Weeks before I was asking friends if they would want to come with me to the Games. Most of them were not even aware that the Games would take place in Cologne this year. We all decided that it would be worth going but nobody committed himself to it on a long-term. So week by week passed by and we all forgot and in the end nobody went.

So when Grindr reminded me about it, I started looking for ways to participate from a distance. In other words I was looking for media outlets which reported about the event. It turned out that they weren’t that easy to find. There was no real broadcast coverage of the event, neither on TV or radio, nor on the internet. Media attention had only a limited regional scope focused on Cologne and the immediate vicinity. Here in Frankfurt there were almost no media outlets that reported about the event. Some national media, including leading quality newspapers did write about the Gay Games. But most reports in national media focused on the Games as such but did not mention the performance of the participants.

But if the media are not interested in the actual achievements of the participants and their interest is entirely bound to the event as such then after writing one article or taking shots for a TV feature the interest of both, the media and the public, subsides. This kind of coverage is clearly not enough to confront people outside the LGBT community with our message. At the end of the Gay Games people in Cologne and the region were certainly involved.

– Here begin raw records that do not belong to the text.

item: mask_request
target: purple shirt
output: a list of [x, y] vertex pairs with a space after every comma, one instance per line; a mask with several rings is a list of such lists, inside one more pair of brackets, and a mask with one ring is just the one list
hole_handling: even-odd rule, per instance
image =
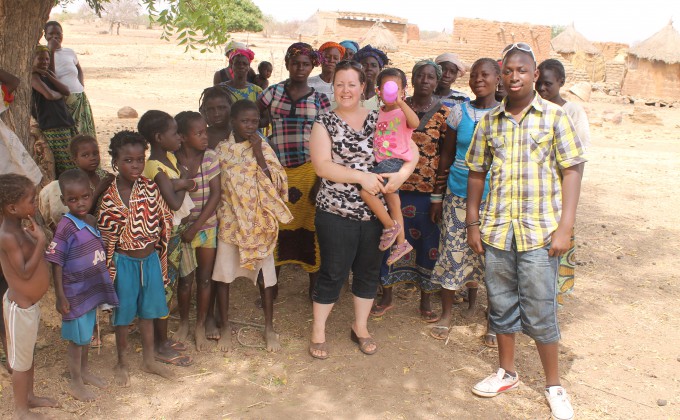
[[118, 306], [97, 228], [66, 213], [45, 259], [62, 267], [62, 286], [71, 306], [71, 311], [63, 315], [64, 321], [80, 318], [103, 303]]

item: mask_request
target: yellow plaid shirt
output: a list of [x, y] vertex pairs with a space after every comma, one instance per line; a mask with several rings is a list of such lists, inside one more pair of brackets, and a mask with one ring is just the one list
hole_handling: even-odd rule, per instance
[[535, 94], [521, 121], [506, 100], [479, 122], [465, 160], [471, 171], [490, 171], [481, 213], [482, 241], [510, 251], [550, 243], [562, 212], [561, 170], [586, 161], [567, 113]]

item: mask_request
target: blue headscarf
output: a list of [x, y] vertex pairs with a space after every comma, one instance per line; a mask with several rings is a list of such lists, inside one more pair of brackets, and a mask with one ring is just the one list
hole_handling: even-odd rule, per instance
[[354, 54], [359, 51], [359, 44], [356, 41], [351, 41], [349, 39], [346, 39], [340, 43], [343, 47], [345, 47], [346, 50], [352, 50]]
[[390, 59], [387, 58], [387, 54], [377, 48], [371, 47], [370, 45], [366, 45], [357, 51], [357, 53], [354, 54], [354, 61], [361, 62], [361, 60], [368, 57], [375, 58], [378, 61], [381, 69], [390, 62]]

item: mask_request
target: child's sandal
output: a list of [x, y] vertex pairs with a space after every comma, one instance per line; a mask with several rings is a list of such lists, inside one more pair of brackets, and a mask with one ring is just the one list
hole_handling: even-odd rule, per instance
[[400, 232], [401, 225], [395, 220], [394, 226], [388, 229], [383, 229], [382, 235], [380, 236], [380, 245], [378, 246], [378, 249], [381, 251], [388, 250], [392, 244], [394, 244], [394, 241], [397, 240], [397, 236]]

But given the fact the Cologne is the German LGBT epicenter not a lot in terms of creating awareness was won. Outside the region only the interested LGBT community got involved because they pulled the information they wanted. Unfortunately, almost everybody else wasn’t participating.

For the next Gay Games, I consider this to be a big challenge and a great opportunity at the same time. For me there are three lessons to be learned from the Games in Cologne:

  1. Push your message to the general audience and don’t just rely on the LGBT community to pull the content they want. Only then you are able to reach a nation and not just a region.
  2. It can be an advantage that the host city is not a LGBT hotspot. One of the original ideas, the promotion of acceptance for the LGBT community, is much more in the foreground then.
  3. Focus on the individual when promoting the Games. The Games as such will produce coverage dedicated to the idea and the history. But all of this is abstract and people will forget. But if you manage to put faces to the Games then these will stick in people’s minds and will make them be interested during and after the Games.

What do you think, what is the key to reach a broader non-LGBT audience when it comes to the Gay Games?